How to Make Friends
Changing the attitudes, beliefs, or values of someone else has always been a central research concern in the social sciences. Theories of social influence, group decision-making, contact, and conflict resolution are all concerned with solving problems or getting one party to change in an effort to redress differences or keep the peace. Douglas Stone, Bruce Patton, and Sheila Heen in their book, Difficult Conversations, write about strategies for talking to one another when the subject is anything you find difficult to deal with. This could be political opinions expressed in a newspaper or relational issues between couples concerning gender, equity, or housework.
In my own book, Fierce Entanglements: Communication and Ethnopolitical Conflict, I write about difficult conversations between ethnopolitical groups where ethnicity and religion are implicated and the conflicts are contentious and intense with deep implications for identity and nationalism.
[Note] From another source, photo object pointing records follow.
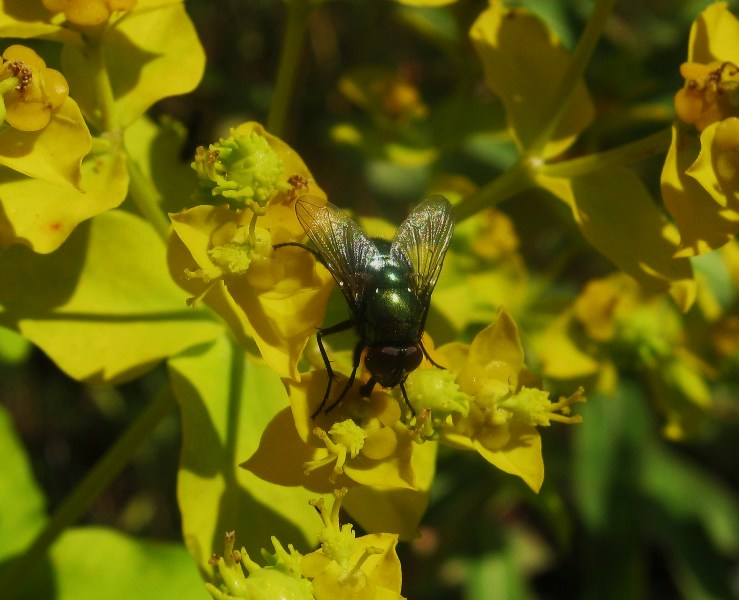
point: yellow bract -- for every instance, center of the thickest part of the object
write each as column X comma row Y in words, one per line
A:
column 699, row 179
column 88, row 12
column 523, row 62
column 36, row 94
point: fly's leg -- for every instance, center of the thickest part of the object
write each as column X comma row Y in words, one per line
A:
column 428, row 358
column 327, row 363
column 367, row 388
column 405, row 395
column 319, row 258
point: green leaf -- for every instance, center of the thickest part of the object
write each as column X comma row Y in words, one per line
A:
column 54, row 153
column 22, row 505
column 151, row 53
column 41, row 215
column 226, row 401
column 103, row 306
column 704, row 224
column 102, row 563
column 523, row 62
column 157, row 149
column 618, row 217
column 23, row 19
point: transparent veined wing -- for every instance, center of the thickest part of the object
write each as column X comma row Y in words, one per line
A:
column 422, row 240
column 344, row 247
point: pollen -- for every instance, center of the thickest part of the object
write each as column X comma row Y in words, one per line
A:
column 343, row 441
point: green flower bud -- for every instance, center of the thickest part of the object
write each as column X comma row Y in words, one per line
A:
column 242, row 169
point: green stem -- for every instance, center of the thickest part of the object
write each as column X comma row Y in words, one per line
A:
column 630, row 153
column 147, row 199
column 298, row 12
column 79, row 501
column 510, row 183
column 103, row 88
column 559, row 102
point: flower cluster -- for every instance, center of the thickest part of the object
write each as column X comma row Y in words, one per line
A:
column 224, row 254
column 29, row 91
column 345, row 566
column 242, row 168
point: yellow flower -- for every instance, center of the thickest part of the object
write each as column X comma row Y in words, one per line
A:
column 281, row 578
column 505, row 408
column 30, row 91
column 711, row 93
column 351, row 568
column 699, row 180
column 226, row 257
column 88, row 12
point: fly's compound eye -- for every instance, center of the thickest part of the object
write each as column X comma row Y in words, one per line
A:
column 391, row 364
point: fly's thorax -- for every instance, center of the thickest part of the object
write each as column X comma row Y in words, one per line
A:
column 391, row 313
column 390, row 365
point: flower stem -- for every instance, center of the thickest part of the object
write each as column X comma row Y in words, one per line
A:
column 630, row 153
column 298, row 12
column 559, row 102
column 146, row 198
column 82, row 497
column 104, row 97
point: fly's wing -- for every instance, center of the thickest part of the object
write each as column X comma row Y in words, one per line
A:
column 345, row 249
column 422, row 240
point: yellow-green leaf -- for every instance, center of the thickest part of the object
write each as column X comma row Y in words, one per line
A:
column 226, row 401
column 151, row 53
column 619, row 218
column 523, row 62
column 157, row 149
column 29, row 19
column 22, row 504
column 53, row 153
column 103, row 307
column 714, row 35
column 41, row 215
column 701, row 220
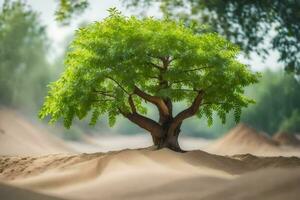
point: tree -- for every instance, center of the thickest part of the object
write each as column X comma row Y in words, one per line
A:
column 23, row 63
column 247, row 23
column 68, row 8
column 116, row 66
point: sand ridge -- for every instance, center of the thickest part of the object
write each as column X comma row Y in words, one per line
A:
column 19, row 136
column 132, row 174
column 243, row 139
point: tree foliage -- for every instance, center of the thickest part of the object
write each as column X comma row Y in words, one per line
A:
column 23, row 65
column 117, row 65
column 68, row 9
column 248, row 23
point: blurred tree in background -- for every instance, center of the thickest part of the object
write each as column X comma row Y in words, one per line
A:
column 277, row 103
column 23, row 63
column 255, row 25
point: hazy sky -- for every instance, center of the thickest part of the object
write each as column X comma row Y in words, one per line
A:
column 96, row 12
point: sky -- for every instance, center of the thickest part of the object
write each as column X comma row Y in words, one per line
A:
column 96, row 12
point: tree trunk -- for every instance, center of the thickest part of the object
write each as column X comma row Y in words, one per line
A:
column 169, row 140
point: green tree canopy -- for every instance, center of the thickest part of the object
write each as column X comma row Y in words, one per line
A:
column 23, row 64
column 68, row 8
column 116, row 65
column 248, row 23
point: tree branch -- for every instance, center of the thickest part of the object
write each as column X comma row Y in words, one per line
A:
column 189, row 112
column 154, row 65
column 162, row 107
column 117, row 84
column 131, row 103
column 148, row 124
column 195, row 69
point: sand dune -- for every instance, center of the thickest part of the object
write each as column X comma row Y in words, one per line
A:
column 243, row 139
column 284, row 138
column 14, row 193
column 148, row 174
column 19, row 136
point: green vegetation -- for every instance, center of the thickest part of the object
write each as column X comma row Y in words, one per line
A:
column 251, row 24
column 277, row 98
column 117, row 64
column 23, row 63
column 68, row 9
column 291, row 124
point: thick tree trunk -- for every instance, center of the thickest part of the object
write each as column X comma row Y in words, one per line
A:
column 169, row 140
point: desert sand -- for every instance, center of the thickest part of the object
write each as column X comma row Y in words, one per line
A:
column 243, row 139
column 36, row 165
column 19, row 136
column 155, row 174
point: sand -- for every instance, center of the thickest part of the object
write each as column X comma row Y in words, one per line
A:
column 14, row 193
column 288, row 139
column 160, row 174
column 243, row 139
column 36, row 165
column 19, row 136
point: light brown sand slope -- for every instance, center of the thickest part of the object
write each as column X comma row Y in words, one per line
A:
column 243, row 139
column 285, row 138
column 19, row 136
column 14, row 193
column 148, row 174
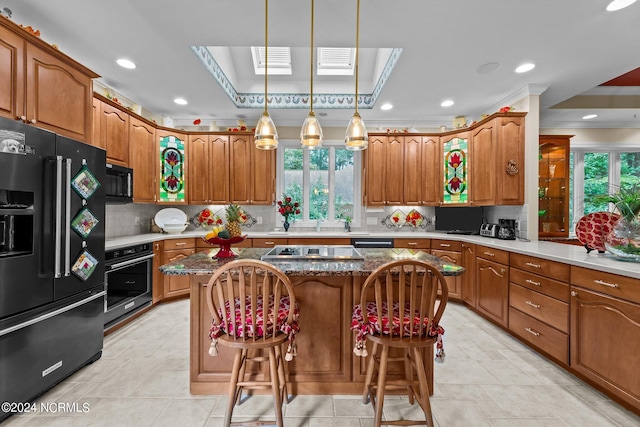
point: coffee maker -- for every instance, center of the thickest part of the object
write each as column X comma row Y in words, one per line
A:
column 507, row 230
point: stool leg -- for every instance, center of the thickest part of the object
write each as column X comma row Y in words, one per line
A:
column 275, row 387
column 238, row 363
column 382, row 380
column 370, row 368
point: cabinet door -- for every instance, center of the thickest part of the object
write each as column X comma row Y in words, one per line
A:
column 482, row 167
column 50, row 84
column 143, row 155
column 493, row 290
column 11, row 74
column 199, row 165
column 467, row 280
column 453, row 282
column 114, row 133
column 375, row 172
column 605, row 342
column 510, row 161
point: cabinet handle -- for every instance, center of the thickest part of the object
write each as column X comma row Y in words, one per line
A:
column 532, row 332
column 532, row 304
column 611, row 285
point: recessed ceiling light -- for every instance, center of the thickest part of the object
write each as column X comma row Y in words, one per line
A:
column 125, row 63
column 525, row 67
column 619, row 4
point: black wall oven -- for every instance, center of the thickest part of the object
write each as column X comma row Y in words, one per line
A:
column 128, row 281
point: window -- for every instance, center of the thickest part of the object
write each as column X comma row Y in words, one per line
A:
column 323, row 180
column 596, row 172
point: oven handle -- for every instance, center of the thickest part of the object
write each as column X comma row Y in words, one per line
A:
column 131, row 261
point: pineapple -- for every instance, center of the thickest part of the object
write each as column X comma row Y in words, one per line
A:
column 233, row 220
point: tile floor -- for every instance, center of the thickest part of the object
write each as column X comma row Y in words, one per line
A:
column 488, row 379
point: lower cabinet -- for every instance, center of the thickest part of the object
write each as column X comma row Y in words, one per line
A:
column 175, row 249
column 492, row 284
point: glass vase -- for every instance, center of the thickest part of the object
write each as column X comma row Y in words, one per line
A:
column 624, row 240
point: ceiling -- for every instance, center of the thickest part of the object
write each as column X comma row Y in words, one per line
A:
column 576, row 46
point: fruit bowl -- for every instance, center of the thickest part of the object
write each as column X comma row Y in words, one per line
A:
column 225, row 245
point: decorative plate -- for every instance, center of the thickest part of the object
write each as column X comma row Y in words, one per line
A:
column 592, row 228
column 414, row 218
column 170, row 216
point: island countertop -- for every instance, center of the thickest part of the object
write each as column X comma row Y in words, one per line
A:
column 203, row 263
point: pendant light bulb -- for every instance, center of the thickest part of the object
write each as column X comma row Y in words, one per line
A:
column 356, row 138
column 266, row 136
column 311, row 132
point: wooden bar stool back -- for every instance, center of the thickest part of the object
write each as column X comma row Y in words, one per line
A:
column 254, row 312
column 413, row 286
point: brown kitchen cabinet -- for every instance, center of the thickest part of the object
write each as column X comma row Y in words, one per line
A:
column 208, row 169
column 37, row 79
column 175, row 249
column 553, row 186
column 252, row 174
column 492, row 284
column 605, row 332
column 467, row 280
column 114, row 131
column 143, row 155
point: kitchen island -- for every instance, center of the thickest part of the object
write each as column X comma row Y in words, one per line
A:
column 326, row 291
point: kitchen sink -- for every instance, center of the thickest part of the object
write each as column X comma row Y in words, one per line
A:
column 312, row 252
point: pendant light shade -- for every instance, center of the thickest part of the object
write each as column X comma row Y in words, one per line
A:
column 266, row 136
column 311, row 132
column 357, row 138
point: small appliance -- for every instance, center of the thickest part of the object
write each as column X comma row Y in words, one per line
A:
column 489, row 230
column 507, row 229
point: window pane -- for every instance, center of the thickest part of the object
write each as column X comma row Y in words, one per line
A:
column 293, row 174
column 344, row 173
column 596, row 180
column 319, row 185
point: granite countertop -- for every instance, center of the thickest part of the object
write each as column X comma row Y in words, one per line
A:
column 203, row 263
column 568, row 254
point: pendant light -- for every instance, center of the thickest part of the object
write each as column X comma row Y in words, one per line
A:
column 357, row 138
column 311, row 132
column 266, row 136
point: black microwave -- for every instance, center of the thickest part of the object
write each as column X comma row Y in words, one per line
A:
column 119, row 185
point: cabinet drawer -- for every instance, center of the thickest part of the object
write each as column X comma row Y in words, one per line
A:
column 623, row 287
column 497, row 255
column 171, row 244
column 541, row 284
column 544, row 308
column 540, row 335
column 541, row 266
column 415, row 243
column 445, row 245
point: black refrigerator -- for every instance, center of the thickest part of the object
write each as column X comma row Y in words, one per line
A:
column 52, row 235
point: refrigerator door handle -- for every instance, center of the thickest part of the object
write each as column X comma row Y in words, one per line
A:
column 67, row 222
column 58, row 219
column 51, row 314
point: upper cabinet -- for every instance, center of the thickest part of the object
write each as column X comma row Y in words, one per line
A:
column 553, row 186
column 36, row 79
column 143, row 155
column 252, row 174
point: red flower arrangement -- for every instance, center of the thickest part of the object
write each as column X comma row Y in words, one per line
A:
column 287, row 207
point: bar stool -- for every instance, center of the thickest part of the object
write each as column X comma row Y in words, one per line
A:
column 264, row 317
column 413, row 286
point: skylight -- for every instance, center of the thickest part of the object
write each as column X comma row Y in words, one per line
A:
column 279, row 60
column 336, row 61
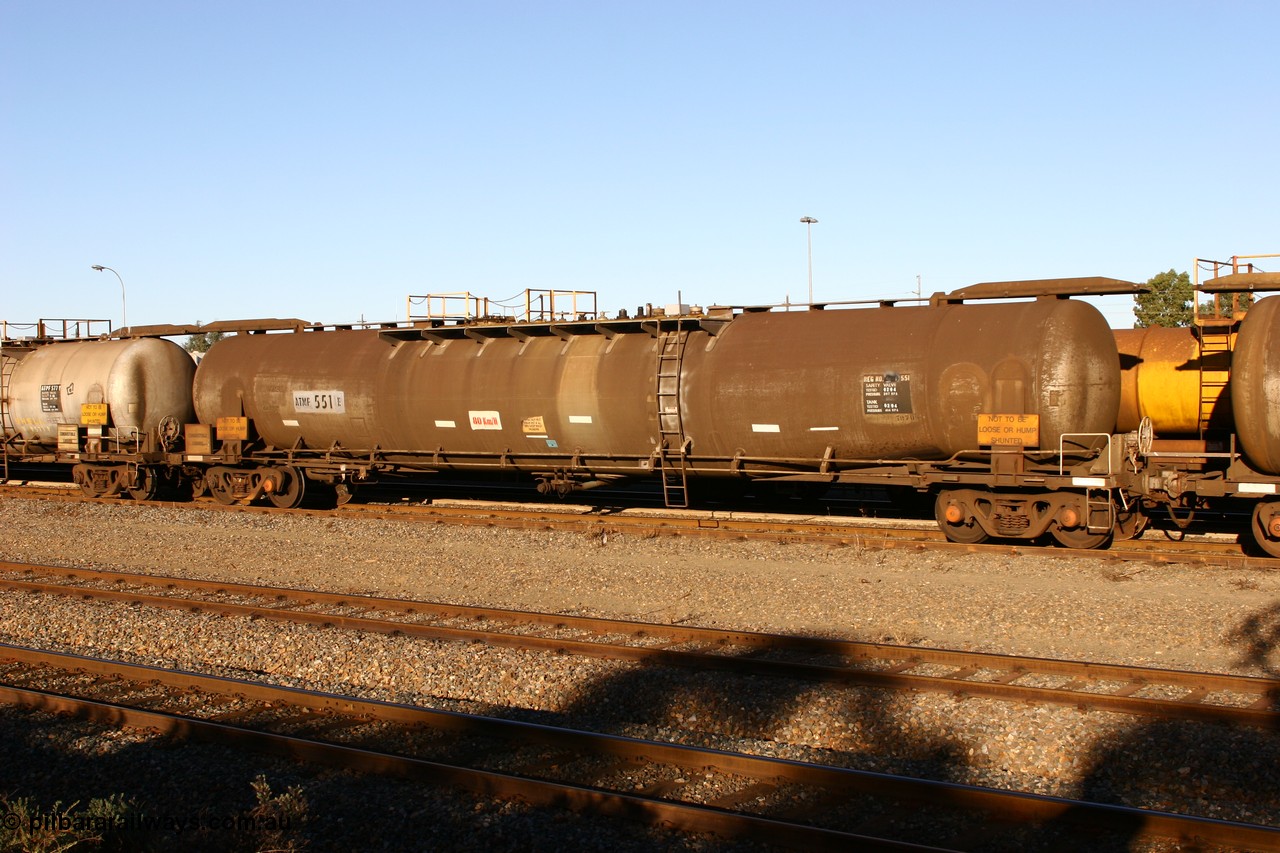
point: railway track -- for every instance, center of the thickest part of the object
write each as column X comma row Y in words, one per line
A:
column 1128, row 689
column 1156, row 547
column 791, row 803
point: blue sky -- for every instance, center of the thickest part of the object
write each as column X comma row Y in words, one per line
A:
column 327, row 159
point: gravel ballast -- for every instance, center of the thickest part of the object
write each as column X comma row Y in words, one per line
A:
column 1174, row 616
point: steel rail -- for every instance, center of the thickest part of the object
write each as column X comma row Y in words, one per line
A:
column 1001, row 804
column 718, row 648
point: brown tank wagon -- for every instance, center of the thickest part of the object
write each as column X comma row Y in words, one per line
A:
column 1011, row 406
column 112, row 406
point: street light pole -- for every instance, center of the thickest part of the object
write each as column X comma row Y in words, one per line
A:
column 124, row 309
column 809, row 223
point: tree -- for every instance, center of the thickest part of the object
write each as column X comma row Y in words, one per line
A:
column 201, row 341
column 1169, row 302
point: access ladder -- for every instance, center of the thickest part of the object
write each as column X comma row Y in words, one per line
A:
column 672, row 443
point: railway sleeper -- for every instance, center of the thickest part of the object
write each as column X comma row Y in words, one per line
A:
column 1074, row 519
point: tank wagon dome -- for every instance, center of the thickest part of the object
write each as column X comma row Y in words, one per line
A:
column 1256, row 384
column 140, row 381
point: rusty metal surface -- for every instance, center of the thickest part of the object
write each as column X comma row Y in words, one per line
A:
column 141, row 381
column 1255, row 388
column 1159, row 379
column 903, row 382
column 864, row 383
column 1086, row 286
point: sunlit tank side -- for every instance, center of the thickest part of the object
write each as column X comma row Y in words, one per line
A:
column 497, row 395
column 1160, row 378
column 903, row 382
column 141, row 381
column 899, row 382
column 1256, row 384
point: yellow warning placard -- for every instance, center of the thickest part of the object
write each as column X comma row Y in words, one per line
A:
column 1018, row 430
column 94, row 414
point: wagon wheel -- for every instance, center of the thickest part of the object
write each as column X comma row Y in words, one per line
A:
column 965, row 532
column 146, row 484
column 289, row 495
column 1080, row 538
column 1262, row 520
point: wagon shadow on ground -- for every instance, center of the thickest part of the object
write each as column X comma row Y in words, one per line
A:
column 1138, row 761
column 867, row 729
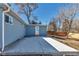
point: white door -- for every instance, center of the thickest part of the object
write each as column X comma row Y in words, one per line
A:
column 36, row 30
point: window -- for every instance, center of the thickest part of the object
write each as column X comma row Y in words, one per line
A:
column 8, row 19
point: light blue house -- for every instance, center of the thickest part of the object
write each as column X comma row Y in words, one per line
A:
column 36, row 30
column 15, row 28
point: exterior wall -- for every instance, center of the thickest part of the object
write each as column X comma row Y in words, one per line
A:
column 30, row 30
column 42, row 30
column 0, row 27
column 14, row 31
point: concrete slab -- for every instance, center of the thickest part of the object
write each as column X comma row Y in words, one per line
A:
column 30, row 45
column 59, row 46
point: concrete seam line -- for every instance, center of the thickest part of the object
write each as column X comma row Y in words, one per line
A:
column 58, row 45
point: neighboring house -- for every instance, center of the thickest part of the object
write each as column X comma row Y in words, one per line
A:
column 36, row 30
column 14, row 26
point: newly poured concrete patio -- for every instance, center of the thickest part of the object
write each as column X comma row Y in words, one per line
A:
column 30, row 45
column 37, row 46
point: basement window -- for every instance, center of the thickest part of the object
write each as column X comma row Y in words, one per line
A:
column 8, row 19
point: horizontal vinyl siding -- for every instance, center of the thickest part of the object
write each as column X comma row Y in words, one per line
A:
column 30, row 30
column 13, row 31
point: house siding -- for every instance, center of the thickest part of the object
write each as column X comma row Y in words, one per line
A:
column 30, row 30
column 14, row 31
column 42, row 30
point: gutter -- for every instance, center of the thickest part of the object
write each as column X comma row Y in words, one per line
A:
column 7, row 10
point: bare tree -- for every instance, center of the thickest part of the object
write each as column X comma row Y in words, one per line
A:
column 27, row 9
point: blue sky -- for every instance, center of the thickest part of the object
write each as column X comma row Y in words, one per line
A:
column 44, row 12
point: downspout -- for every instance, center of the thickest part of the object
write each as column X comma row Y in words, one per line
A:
column 7, row 10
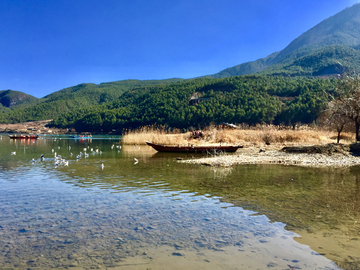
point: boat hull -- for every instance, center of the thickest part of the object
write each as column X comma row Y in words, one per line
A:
column 193, row 149
column 24, row 137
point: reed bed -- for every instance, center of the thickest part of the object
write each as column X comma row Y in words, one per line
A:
column 259, row 135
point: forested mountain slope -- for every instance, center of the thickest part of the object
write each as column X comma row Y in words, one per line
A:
column 13, row 99
column 73, row 98
column 199, row 102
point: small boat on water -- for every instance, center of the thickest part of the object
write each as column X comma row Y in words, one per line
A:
column 194, row 148
column 81, row 136
column 24, row 137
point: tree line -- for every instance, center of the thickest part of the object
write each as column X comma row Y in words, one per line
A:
column 199, row 102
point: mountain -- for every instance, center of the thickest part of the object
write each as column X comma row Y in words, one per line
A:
column 342, row 29
column 71, row 98
column 12, row 99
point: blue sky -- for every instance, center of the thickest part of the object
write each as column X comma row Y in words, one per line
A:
column 48, row 45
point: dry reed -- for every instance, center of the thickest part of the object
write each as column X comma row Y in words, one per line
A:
column 260, row 135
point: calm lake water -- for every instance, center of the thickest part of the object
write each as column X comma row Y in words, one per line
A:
column 158, row 213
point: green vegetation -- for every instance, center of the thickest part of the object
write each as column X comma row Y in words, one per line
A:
column 244, row 99
column 72, row 98
column 15, row 99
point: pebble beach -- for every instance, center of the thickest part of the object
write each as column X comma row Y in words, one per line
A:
column 254, row 155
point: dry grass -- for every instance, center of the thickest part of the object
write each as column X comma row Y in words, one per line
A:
column 260, row 135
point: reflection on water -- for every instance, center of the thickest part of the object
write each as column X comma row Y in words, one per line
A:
column 159, row 214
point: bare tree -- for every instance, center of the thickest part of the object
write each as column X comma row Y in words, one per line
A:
column 335, row 118
column 345, row 106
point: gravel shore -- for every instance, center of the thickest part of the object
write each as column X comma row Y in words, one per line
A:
column 253, row 155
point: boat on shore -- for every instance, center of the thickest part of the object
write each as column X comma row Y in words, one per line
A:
column 194, row 148
column 24, row 137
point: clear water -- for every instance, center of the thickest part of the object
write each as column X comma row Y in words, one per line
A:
column 160, row 214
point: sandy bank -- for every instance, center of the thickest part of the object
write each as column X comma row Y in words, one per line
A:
column 254, row 155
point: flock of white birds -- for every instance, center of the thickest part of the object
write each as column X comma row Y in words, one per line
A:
column 60, row 161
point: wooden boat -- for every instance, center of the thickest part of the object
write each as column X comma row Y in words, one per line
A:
column 194, row 149
column 24, row 137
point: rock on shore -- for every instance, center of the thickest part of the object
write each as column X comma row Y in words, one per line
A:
column 332, row 155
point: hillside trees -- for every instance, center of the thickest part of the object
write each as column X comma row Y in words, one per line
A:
column 244, row 99
column 346, row 104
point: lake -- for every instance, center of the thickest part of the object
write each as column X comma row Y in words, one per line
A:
column 105, row 210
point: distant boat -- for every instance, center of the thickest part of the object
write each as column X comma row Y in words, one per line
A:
column 194, row 149
column 81, row 136
column 24, row 137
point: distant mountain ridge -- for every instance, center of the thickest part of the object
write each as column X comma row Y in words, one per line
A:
column 331, row 47
column 11, row 99
column 66, row 100
column 342, row 29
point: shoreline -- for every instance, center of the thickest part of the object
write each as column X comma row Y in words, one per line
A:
column 255, row 155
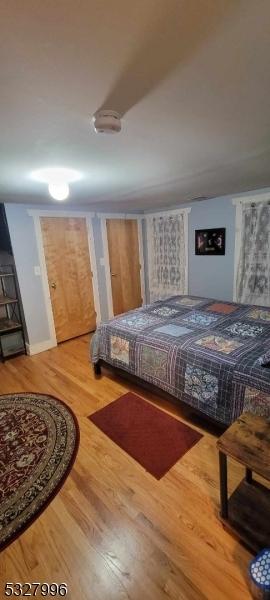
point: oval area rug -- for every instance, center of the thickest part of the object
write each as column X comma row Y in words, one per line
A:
column 39, row 439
So this issue of change or solving problems runs the gamut from mundane micro issues to politically significant macro concerns.
We see this distinction expressed in the realm of politics in the contrast between those with a slow hand and diplomatic sensibilities who search for common ground and invoke a strategy of engagement, compared to those who carry a bigger stick and keep an opponent in check out of fear or raw power. Scholars continue to argue over the basic theory here about whether or not reaching out to opponents and overtures of engagement and mutual reciprocity actually have any effect on adversaries, or whether or not a strong stance forcing adversaries into submission is more effective. This question is even more interesting when posed as an option for dealing with strong autocratic forces that have little history of democratization or facilitative engagement. The oppositional stance differences between Obama and Trump is an example.
But I would argue that the historical record, and the brunt of research efforts, clearly favors a strategy of accommodation rather than intimidation – a strategy of communicative contact and reciprocity. During the last few decades in the United States those with a more confrontational stance have claimed they favor engagement and reciprocity but demand conditions be met first by the other side such as democratization. Telling Iran or some ethnopolitical group they must democratize before the US will engage in respectful reciprocal relations is a grand goal but pretty unattainable. There are reasons to engage the other side without requiring them first to be more democratic.
For example, business relations and interdependent economic and financial exchanges are typically thought to be a form of rational engagement that promotes cooperation and has economic benefits. The standard thinking is that such economic arrangements promote peace and rapprochement, but there are arguments for the other way around that peaceful and cooperative relationships must come first and business exchanges follow. Clearly, a politician like Obama was attacked for referring to such a strategy and called “weak.” In fact, it went further than that because Obama was described as putting the country in jeopardy and subjecting us to disrespect.
But cautious engagement is better than mutual hostility that can escalate at any moment. Surely, cautious engagement requires the participation of both sides and reciprocity and this will take time. These “difficult conversations” must be developed and nurtured along a pathway to peace and their complexities are many. But still, by the standards of history and scholarship it is better than the alternative.